Wednesday, July 8, 2009

Difficult Lesson

Perfect Pigs : An Introduction to Manners by Marc Brown & Stephen Krensky (Ages 4-8)

I'm not sure about you, but I really feel that during my short tenure as a mom, that teaching manners to children has to be one of the toughest challenges thus far.

The practice of 'please' and 'thank you' is not necessarily easy, however, it is the easiest to teach. Ensuring our children practice this specific behavior correctly is a common lesson that is able to be taught each day and eventually, it sets in with little or no "What do you say?" prompting.

I must confess. This book jumped out at me while at the library. One, it had the word Pig and Manners in the title - two words you don't see together often. You see, my beloved daughter is a very messy eater and sometimes, I think she does it on purpose.
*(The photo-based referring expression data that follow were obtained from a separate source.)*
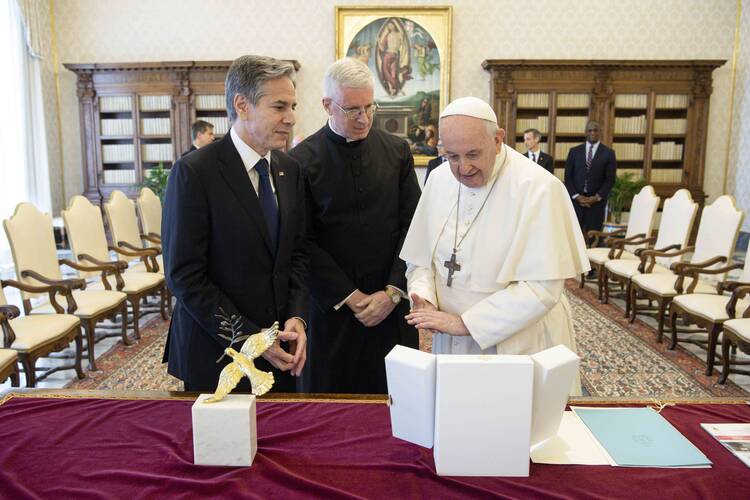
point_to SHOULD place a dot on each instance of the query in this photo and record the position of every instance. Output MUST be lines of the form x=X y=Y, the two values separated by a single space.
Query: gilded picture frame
x=408 y=50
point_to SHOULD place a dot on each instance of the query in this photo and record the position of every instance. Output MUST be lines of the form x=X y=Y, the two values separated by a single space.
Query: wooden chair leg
x=725 y=344
x=79 y=355
x=713 y=336
x=29 y=368
x=124 y=312
x=136 y=304
x=89 y=327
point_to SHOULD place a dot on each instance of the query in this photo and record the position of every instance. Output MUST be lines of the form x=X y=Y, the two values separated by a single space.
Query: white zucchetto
x=470 y=106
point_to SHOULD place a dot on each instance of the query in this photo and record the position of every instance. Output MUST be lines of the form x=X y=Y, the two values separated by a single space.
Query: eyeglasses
x=354 y=113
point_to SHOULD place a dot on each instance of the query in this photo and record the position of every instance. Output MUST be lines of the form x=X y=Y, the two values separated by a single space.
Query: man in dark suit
x=531 y=139
x=361 y=192
x=202 y=133
x=435 y=162
x=233 y=235
x=590 y=172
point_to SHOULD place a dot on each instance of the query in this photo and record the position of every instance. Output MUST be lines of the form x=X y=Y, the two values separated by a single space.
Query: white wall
x=153 y=30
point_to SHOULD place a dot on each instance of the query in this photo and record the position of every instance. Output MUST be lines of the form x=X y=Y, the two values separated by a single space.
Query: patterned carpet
x=619 y=359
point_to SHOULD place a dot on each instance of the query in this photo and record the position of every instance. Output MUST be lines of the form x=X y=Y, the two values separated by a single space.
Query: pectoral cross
x=452 y=267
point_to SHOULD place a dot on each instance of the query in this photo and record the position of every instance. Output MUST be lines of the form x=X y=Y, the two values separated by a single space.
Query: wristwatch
x=393 y=295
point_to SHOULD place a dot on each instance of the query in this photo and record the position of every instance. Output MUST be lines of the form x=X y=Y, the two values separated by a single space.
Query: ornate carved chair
x=736 y=333
x=85 y=229
x=674 y=230
x=149 y=212
x=717 y=235
x=29 y=338
x=126 y=238
x=9 y=366
x=32 y=243
x=637 y=235
x=708 y=311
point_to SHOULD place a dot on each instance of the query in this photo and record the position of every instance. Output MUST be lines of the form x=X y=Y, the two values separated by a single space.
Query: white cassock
x=514 y=258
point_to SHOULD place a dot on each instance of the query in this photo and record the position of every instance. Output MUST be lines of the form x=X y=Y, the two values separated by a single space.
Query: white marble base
x=483 y=415
x=411 y=388
x=224 y=433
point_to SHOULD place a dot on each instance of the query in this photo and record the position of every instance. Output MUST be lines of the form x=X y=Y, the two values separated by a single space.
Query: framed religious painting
x=408 y=51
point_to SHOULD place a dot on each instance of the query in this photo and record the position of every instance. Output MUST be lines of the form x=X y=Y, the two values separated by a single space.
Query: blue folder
x=640 y=437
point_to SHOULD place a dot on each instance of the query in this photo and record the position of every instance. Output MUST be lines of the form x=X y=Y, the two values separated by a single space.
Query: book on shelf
x=119 y=176
x=670 y=126
x=157 y=152
x=631 y=101
x=671 y=101
x=630 y=125
x=666 y=150
x=116 y=126
x=155 y=102
x=156 y=126
x=537 y=100
x=118 y=153
x=210 y=102
x=115 y=104
x=628 y=151
x=567 y=101
x=733 y=437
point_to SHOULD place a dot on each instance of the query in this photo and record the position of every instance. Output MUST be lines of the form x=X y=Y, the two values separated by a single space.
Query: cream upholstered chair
x=85 y=229
x=736 y=334
x=149 y=212
x=676 y=223
x=32 y=243
x=126 y=238
x=708 y=311
x=717 y=236
x=9 y=366
x=640 y=225
x=32 y=337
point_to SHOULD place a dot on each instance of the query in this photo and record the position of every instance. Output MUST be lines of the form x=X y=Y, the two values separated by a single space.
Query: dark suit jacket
x=432 y=165
x=218 y=257
x=545 y=161
x=601 y=175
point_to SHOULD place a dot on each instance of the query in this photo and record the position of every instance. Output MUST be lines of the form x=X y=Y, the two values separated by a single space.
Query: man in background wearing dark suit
x=531 y=138
x=435 y=162
x=202 y=133
x=233 y=235
x=590 y=172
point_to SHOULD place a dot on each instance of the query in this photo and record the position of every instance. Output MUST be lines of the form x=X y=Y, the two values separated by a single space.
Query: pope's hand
x=439 y=321
x=376 y=308
x=277 y=356
x=298 y=346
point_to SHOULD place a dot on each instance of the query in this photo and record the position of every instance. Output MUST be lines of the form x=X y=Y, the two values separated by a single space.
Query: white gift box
x=483 y=415
x=224 y=433
x=411 y=389
x=555 y=369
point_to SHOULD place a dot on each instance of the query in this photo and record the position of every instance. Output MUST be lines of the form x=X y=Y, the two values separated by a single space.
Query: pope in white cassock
x=491 y=243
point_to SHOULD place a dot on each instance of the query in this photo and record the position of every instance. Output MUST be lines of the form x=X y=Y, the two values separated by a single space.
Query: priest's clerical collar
x=340 y=138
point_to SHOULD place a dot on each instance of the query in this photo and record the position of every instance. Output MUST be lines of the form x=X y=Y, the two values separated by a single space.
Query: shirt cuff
x=341 y=304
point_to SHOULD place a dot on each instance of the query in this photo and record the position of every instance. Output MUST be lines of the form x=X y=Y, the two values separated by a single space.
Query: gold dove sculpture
x=243 y=366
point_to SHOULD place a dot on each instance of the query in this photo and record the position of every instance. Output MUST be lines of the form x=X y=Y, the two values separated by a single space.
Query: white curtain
x=24 y=169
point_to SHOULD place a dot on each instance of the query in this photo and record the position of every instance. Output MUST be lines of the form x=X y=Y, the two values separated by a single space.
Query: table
x=97 y=444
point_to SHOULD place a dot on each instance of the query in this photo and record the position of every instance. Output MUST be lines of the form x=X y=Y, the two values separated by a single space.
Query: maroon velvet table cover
x=76 y=448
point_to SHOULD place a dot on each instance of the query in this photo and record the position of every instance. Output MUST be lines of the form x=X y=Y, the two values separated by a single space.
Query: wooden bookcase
x=654 y=114
x=135 y=116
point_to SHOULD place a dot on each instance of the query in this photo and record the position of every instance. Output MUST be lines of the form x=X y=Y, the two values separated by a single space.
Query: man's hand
x=277 y=356
x=298 y=346
x=420 y=304
x=355 y=299
x=374 y=308
x=439 y=321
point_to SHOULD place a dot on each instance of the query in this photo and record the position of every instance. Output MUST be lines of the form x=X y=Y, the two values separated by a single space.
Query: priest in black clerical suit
x=361 y=193
x=233 y=236
x=590 y=173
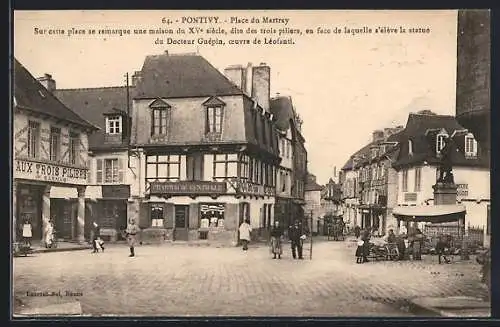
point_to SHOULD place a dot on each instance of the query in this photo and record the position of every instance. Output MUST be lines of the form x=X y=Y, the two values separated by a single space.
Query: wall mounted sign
x=38 y=171
x=188 y=187
x=116 y=191
x=462 y=190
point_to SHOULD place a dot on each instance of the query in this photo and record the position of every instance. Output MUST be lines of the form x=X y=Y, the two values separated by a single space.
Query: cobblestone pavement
x=206 y=281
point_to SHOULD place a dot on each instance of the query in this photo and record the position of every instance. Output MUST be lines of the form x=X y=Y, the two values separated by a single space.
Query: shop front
x=32 y=202
x=198 y=210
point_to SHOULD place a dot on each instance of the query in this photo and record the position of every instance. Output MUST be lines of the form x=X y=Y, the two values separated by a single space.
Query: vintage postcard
x=251 y=163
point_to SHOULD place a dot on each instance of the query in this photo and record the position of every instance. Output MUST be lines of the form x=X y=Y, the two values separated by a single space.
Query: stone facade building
x=50 y=144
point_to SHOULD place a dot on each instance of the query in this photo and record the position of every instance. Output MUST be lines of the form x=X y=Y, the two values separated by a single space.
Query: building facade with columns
x=50 y=144
x=207 y=149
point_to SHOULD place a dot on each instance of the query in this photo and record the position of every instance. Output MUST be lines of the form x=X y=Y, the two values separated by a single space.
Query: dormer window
x=214 y=116
x=410 y=147
x=440 y=142
x=114 y=125
x=160 y=111
x=470 y=146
Well, ok, all of the time and I try my best not to tell her what I am thinking... that she is eating like a pig and I don't approve, my frustration does get the better of my sometimes and she does hear it - which only seems to encourage her.

It's a vicious cycle.

Anyway, I saw this book and I thought it was, well, perfect.

This book goes through twelve manners scenarios such as During Meal Time, While on the Phone, With Friends, At School, During Games, etc...

While some of the topics, such as While on the Phone are a bit over my three's heads at this point, I know they are paying attention and like the book because while out and about one day, my son said something along the lines of being a good sport which is covered in the During Games section.

Oh how that makes me smile and my heart flutter.

Although not meant to be your all out resource, nothing can replace your lead by example teaching and loving encouragement, this book really is a great Introduction to Manners as it claims.

Do you have a resource that you'd like to share that you have used to introduce manners or other character building skills to your children? I'd love to hear more and learn.


Sunday, July 5, 2009

The Honey Makers

The Honey Makers by Gail Gibbons (ages 4-8)

Did you know that bees and pollinators are responsible for every third bite of food? Yeah, me either.

Nor did I realize how fascinating and orderly a bee colony could be!

The Honey Makers is an informative book with wonderful illustrations.

Busy bees work hard to produce the honey that we and an occasional Pooh Bear love to eat. And each have their own assigned job assigned for each stage of their life.

When I say informative, I mean INFORMATIVE. This book is chock full of information.

For example:
Are you aware of the Bee Dances?
How about Beemilk or Royal Jelly?
Forager bees can visit up to 10,000 flowers a day, but all of the nectar collected throughout her entire lifetime will only produce one teaspoon of honey!

I look at bees in a whole new light after reading up on them more. They are not something to be feared, but respected and shown gratitude.


Thursday, July 2, 2009

I Spy a Freight Train

I Spy a Freight Train by Lucy Micklethwait (ages 4-8)

While at the library my son spotted this gem and asked if we could bring home. He loves trains, so of course I said yes.

We have a large freight train station in town, so it is rare that we not see a train. It's fun to see his excitement when he sees a train, but it hard to also watch him panic as the train keeps going and disappears.

I called this a little gem because I didn't realize that the book about more than just freight trains.

We got to spy on airplanes, row boats, horses, sleighs, a baby carriage and many more. Not to mention the other 'made up' things we spied while making a game of it. It was fun. Even more so, my children haven't heard the term baby carriage or sleigh, so that was fun to see what they thought was it.

Here's another excerpt of the book.

Oh, and while I am not much of an art know it all, in the back of the book are the credits for all of the pictures used. You will find the likes of Van Gogh and other works found in museums.

This book truly is a gem. I think I may put it on my wish list for our personal library.